Here's what's important to us...
We are modeling with our toddler to say please and thank you. We coach him when he asks us for something, but are not "what's the magic word" kind of people. This is a habit that children take a long time to learn, and denying them what they are needing doesn't help. But we do use it when we ask him for his cooperation in a task. (Tone of voice when asking for something is a bit more important... no one likes to have orders shouted at them.:))
RSVP- You know, as someone who plans gatherings, it's great to hear from people regardless of if they can make it. I'm sure moms planning parties feel the same way. To me, it's standard courtesy. If you care enough to come, RSVP. If you care enough to be invited again, RSVP if you can't. RSVP is French --Repondez-vous, s'il vous plait--- which translates to Please get back to us in a timely manner whether you are coming or not.
Thank You's- as the auntie of two sets of nephews, I have certain feelings about this. When I take the time to send a package/present, I like some sort of acknowledgement. One of my nephews (and his mom) don't "do" thank you's, and I'm always a bit less excited about gifting them than I am my other set of nephews.Their "thank yous" are often a card that has pictures and stickers from the kids to us, which is age-appropriate for little ones.
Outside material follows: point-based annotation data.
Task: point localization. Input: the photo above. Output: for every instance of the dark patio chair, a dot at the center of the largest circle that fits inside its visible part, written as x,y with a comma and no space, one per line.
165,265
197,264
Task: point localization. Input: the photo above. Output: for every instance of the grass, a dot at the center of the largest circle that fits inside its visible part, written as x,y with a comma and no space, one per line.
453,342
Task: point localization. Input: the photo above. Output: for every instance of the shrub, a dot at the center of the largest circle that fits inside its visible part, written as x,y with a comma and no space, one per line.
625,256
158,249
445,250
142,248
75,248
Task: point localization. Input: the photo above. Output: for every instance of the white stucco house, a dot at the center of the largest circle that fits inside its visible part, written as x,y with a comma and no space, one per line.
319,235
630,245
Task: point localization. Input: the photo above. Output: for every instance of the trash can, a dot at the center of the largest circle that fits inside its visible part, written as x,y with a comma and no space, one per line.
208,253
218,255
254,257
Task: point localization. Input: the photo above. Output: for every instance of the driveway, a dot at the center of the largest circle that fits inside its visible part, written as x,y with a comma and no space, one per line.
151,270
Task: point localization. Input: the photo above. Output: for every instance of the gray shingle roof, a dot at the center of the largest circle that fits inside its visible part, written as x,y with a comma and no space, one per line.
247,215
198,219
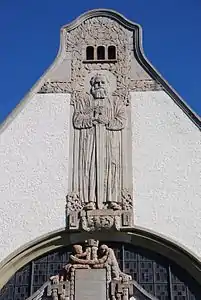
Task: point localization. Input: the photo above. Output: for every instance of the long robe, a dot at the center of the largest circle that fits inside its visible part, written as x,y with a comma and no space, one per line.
98,151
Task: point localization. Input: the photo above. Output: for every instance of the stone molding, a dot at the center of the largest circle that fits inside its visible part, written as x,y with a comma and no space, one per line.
65,86
136,236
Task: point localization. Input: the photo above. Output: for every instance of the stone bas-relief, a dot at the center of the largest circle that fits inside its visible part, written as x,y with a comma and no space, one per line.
98,263
99,194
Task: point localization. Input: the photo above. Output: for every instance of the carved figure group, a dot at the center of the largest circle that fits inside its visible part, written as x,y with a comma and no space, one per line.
99,119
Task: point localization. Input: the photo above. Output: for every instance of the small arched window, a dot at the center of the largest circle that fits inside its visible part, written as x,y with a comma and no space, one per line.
101,52
111,52
90,53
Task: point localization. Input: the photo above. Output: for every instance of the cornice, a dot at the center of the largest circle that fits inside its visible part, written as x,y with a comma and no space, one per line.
139,55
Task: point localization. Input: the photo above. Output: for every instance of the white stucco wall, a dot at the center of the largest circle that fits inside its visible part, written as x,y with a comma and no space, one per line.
34,171
166,169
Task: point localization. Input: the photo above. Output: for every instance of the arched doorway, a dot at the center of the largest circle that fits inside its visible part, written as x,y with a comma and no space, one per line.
157,270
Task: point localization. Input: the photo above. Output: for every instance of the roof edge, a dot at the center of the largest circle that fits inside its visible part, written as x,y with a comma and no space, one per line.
139,55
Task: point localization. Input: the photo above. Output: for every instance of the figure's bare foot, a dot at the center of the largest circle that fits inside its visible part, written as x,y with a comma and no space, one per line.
90,206
115,206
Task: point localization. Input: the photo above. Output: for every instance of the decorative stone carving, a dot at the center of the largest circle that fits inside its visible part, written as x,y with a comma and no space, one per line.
119,286
134,85
99,121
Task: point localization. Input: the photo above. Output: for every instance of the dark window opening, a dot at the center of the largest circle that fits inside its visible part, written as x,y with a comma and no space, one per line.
101,52
90,53
158,275
111,52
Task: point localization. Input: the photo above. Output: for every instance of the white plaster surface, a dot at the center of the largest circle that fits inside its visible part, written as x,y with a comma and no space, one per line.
34,163
166,169
34,171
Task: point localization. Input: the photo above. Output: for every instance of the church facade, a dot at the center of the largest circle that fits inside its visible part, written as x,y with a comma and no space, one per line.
100,176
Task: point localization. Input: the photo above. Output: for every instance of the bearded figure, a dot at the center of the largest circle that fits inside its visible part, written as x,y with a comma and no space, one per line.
98,167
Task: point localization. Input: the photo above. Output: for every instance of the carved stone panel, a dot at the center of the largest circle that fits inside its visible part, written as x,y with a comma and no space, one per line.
92,273
90,284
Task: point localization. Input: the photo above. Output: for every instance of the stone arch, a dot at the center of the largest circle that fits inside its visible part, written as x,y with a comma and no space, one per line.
136,236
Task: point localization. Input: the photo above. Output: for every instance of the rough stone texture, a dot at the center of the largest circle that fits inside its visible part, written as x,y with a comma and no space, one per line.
34,171
166,169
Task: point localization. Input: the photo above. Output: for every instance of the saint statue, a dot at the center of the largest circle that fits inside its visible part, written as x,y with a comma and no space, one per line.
98,120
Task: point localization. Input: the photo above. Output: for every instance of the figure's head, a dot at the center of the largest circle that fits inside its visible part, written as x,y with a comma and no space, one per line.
77,249
99,88
103,249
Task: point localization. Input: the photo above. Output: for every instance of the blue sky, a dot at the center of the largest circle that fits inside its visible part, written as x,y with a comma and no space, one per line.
29,38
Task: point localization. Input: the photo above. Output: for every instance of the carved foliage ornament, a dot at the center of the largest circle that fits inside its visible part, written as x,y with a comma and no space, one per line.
104,30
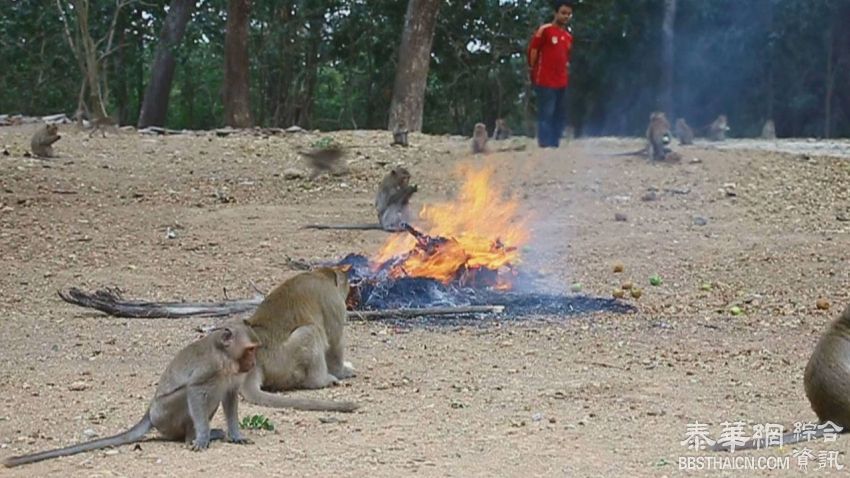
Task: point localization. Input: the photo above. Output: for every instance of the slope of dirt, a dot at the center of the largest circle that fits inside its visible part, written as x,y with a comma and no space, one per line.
735,224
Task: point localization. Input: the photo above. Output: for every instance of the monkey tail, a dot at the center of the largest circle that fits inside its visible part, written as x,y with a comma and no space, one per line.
130,436
787,439
640,152
252,393
361,227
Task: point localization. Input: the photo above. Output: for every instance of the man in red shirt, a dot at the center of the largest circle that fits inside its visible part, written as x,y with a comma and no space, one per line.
548,62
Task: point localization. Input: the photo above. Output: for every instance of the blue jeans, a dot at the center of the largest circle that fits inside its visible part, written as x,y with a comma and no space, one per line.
551,115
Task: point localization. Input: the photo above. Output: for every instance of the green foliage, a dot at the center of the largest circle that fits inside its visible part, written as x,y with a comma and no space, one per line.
256,422
330,64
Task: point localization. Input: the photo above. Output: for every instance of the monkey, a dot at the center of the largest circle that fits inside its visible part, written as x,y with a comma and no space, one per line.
43,139
658,135
326,159
393,199
684,132
400,134
300,324
103,123
769,130
826,380
204,374
502,130
718,128
672,157
479,139
392,204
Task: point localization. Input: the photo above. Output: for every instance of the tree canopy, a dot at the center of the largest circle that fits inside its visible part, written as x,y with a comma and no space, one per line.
331,64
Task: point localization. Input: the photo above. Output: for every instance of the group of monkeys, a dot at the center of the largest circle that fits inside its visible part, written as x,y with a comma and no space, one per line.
659,136
294,340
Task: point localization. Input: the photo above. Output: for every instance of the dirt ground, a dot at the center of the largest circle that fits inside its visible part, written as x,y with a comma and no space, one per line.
758,225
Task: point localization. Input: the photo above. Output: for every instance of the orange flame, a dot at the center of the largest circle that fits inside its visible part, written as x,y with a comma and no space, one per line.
483,231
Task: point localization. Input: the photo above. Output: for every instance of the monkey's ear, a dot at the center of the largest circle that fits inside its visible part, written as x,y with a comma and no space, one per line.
226,336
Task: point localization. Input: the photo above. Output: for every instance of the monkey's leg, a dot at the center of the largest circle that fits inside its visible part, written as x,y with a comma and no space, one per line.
306,346
196,398
231,415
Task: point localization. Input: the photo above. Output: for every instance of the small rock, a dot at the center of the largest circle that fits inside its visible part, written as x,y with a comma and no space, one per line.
78,386
292,173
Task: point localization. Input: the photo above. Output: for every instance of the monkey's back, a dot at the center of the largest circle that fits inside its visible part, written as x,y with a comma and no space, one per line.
827,375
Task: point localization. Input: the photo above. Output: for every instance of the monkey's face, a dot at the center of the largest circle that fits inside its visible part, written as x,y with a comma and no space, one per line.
402,175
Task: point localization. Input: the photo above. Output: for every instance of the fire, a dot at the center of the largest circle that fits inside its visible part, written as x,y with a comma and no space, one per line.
480,232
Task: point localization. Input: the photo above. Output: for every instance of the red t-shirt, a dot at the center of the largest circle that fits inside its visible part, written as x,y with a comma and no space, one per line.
553,45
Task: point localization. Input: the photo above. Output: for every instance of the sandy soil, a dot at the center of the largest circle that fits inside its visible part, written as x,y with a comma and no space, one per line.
757,225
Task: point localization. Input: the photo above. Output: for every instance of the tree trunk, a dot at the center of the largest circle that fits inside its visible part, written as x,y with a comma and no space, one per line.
311,71
667,35
237,98
414,60
155,103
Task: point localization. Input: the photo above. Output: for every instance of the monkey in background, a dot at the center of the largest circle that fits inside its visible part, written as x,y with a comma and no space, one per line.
42,140
502,130
718,128
479,139
684,132
328,159
658,136
392,204
204,374
769,130
400,134
301,325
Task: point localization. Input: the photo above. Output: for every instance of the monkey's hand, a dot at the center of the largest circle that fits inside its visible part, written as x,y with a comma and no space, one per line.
200,443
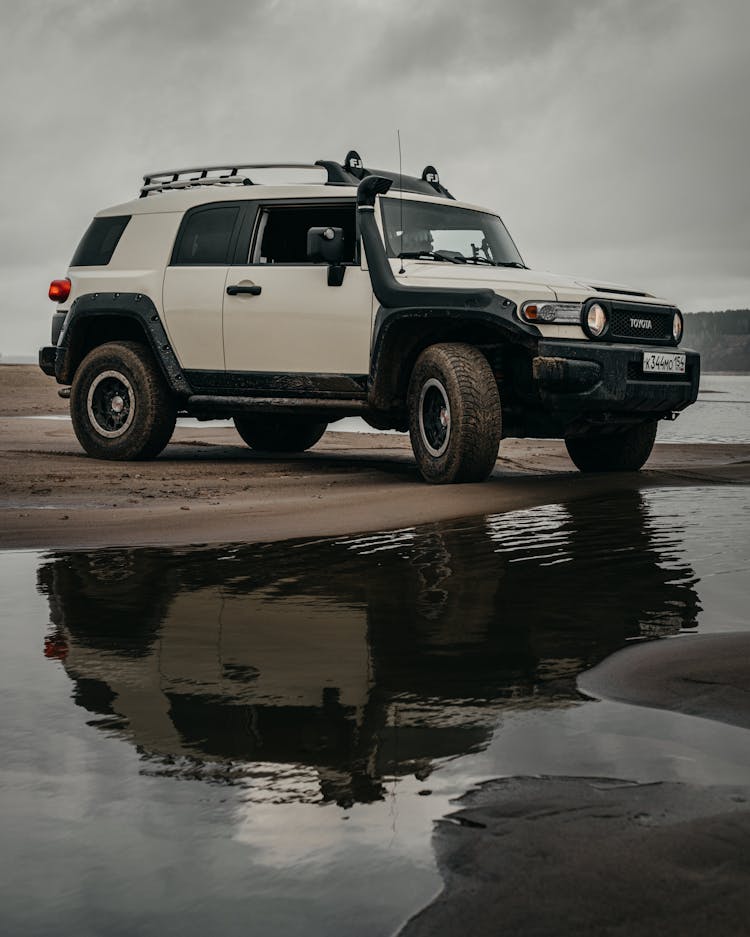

A note is nice too, and teaches children how to compose a thoughtful correspondence to another person, which can be a lost art in the days of email and texting. Thank you cards are good for two reasons: the giver's genorosity and effort is brought to the attention of the child (so they don't take it for granted) and it's a lifelong skill that is very useful in maintaining adult professional relationships later on. As adults, sending a thank you note to a friend for their help, or another professional for their advice, insight or time is a great way to cement relationships. (I could go on and on in regard to this one!)
Opening doors: First person to the door holds it open for others, regardless of gender. People passing through should return the courtesy and be sure to say "thank you". The other day my husband held a door open for a woman and her younger son, who ignored him completely. "That's a great way to teach your son how to be an entitled jerk" he muttered as soon as we were out of earshot. Which leads me to...
Teaching our kids: it's not what we teach our kids to do, it's what we do ourselves that our kids will learn from. Saying "excuse me" when cutting in front of someone at the store, saying "thank you" for small kindnesses and courtesies, these are important. Saying "please" to servers and other people we interact with. Holding doors open for people with their hands full or pushing strollers, or giving someone on the bus a seat because they need it more than we do...children know kindness and respect when they see it.
You didn't mention table manners, but those are important too. Elbows on the table aren't the biggest deal in our house, but sitting down while one is eating, chewing with one's mouth closed, and not speaking with a mouth full of food are good habits. Being a pleasant dinner mate has it's priviledges later in life.
For what it's worth, I'm 38 and hated writing thank you notes... and I'm so glad my mother made me do it!